Millenial’s also need to be aware that colorectal cancer in younger people is often diagnosed at much later stages due to being misdiagnosed or individuals putting off seeking treatment. We will highlight symptoms of colorectal cancer in another post but any changes at all in bathroom habits that aren’t cleared up within a week or so should be brought to your doctor’s attention. Our bodies are good at giving us indicators when something is off, but we have to be mindful and aware of our bodies natural habits. Our lives are busy and hectic but taking a moment to stay in tune with your body could greatly benefit your health.

While we’re on the topic of doctor’s and bodily functions, let’s all take a moment to remember that we’re all adults here (well, most of us…) and that everyone poops. Literally everyone. If you don’t, it will result in serious medical complications. Take this moment to realize that it’s serious to be honest with your medical providers about symptoms, even if you think they are embarrassing. I can assure you, ending up in the emergency room with a rectal exam while in writhing pain is no cakewalk either.
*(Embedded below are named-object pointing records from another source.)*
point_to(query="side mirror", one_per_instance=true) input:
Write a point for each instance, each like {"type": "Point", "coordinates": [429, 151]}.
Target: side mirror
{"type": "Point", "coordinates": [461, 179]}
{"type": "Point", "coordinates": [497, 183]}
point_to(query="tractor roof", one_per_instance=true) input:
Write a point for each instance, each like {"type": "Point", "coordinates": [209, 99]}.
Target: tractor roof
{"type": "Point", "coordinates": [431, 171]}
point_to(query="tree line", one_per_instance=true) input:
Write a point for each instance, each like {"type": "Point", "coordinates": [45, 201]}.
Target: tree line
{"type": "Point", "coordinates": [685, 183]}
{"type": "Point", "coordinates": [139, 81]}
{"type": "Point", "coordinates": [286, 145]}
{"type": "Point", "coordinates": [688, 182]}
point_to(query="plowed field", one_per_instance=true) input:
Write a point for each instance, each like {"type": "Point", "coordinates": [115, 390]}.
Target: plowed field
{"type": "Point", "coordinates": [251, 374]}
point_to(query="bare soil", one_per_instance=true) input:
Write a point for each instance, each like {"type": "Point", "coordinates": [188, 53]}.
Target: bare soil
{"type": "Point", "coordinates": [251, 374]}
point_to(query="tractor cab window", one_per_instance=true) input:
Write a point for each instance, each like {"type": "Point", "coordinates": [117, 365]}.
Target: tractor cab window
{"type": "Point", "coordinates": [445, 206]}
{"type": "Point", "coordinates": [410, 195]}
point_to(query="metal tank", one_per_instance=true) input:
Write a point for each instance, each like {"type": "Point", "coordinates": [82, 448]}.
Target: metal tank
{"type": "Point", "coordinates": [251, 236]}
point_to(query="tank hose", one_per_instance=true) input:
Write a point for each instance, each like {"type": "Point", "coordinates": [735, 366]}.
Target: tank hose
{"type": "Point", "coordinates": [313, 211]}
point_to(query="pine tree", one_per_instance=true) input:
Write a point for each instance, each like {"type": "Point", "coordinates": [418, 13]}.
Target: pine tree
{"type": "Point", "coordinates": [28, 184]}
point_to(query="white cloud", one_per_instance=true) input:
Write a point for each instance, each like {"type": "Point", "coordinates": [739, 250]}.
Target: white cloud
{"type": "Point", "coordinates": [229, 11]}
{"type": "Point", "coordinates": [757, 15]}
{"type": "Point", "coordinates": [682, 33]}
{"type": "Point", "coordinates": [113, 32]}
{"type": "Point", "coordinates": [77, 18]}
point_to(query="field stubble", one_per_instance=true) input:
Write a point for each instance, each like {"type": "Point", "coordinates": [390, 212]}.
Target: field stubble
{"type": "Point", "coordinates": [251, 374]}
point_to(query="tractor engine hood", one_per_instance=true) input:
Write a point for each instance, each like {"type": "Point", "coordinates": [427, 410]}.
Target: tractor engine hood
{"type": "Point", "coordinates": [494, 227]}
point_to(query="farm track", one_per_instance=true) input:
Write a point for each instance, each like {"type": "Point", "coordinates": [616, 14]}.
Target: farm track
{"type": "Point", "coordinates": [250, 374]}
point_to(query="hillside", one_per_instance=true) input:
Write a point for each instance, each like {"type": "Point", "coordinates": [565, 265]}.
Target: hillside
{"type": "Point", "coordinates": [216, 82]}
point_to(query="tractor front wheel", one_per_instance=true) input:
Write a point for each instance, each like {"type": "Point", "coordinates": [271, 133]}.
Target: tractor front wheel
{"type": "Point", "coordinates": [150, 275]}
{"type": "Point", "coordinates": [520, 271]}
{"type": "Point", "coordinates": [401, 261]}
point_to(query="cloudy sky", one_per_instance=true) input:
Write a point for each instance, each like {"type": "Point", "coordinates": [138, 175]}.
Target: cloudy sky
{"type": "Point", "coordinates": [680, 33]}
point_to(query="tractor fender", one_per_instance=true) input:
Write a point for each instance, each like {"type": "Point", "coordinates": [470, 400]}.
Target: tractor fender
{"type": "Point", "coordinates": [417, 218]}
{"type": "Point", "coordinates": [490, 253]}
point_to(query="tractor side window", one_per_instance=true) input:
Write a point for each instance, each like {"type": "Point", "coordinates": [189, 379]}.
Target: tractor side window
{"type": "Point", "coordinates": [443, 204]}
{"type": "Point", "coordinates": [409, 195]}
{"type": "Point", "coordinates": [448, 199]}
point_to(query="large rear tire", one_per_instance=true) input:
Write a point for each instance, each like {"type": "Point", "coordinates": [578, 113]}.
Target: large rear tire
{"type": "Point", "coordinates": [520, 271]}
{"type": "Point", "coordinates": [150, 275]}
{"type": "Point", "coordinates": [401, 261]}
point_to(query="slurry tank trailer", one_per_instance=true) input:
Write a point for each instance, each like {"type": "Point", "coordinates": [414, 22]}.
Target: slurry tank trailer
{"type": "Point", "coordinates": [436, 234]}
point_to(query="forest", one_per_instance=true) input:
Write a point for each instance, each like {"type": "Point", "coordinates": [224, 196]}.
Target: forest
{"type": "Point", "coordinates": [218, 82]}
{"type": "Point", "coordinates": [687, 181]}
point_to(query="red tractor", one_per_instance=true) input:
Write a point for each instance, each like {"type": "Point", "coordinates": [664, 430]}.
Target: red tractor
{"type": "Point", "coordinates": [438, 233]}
Ways to Lower Your Risk for Colorectal Cancer

While regular colonoscopies and screening will help prevent colorectal cancer, there are actually actions you can take yourself to lower your risk for colorectal cancer:

  1. Get screened at the appropriate time based on your personal risk factors
  2. Eat real food, mostly plants, not too much
  3. Get regular exercise to maintain a healthy weight + immune system
  4. Avoid smoking and drinking alcohol
  5. Take control of your mental health and find a routine that works for you

While we can all say we’ve probably heard the above statements can benefit our health, how many of us have actually put forth the effort to incorporate them into our lives? I think you’d be surprised that doing so will not only lower your risk for colorectal cancer, but greatly improve all factors of your life including but not limited to: better sleep, skin, improved mood etc.

Again, this is not a post to fear monger, but rather to put a buzz into young people’s ears that this is happening. It happened to me. It can happen to you.

Please note that I am not a doctor and any and all medical conditions should always be discussed with your own doctor and that is not google. Power and community is in sharing our experiences and knowledge.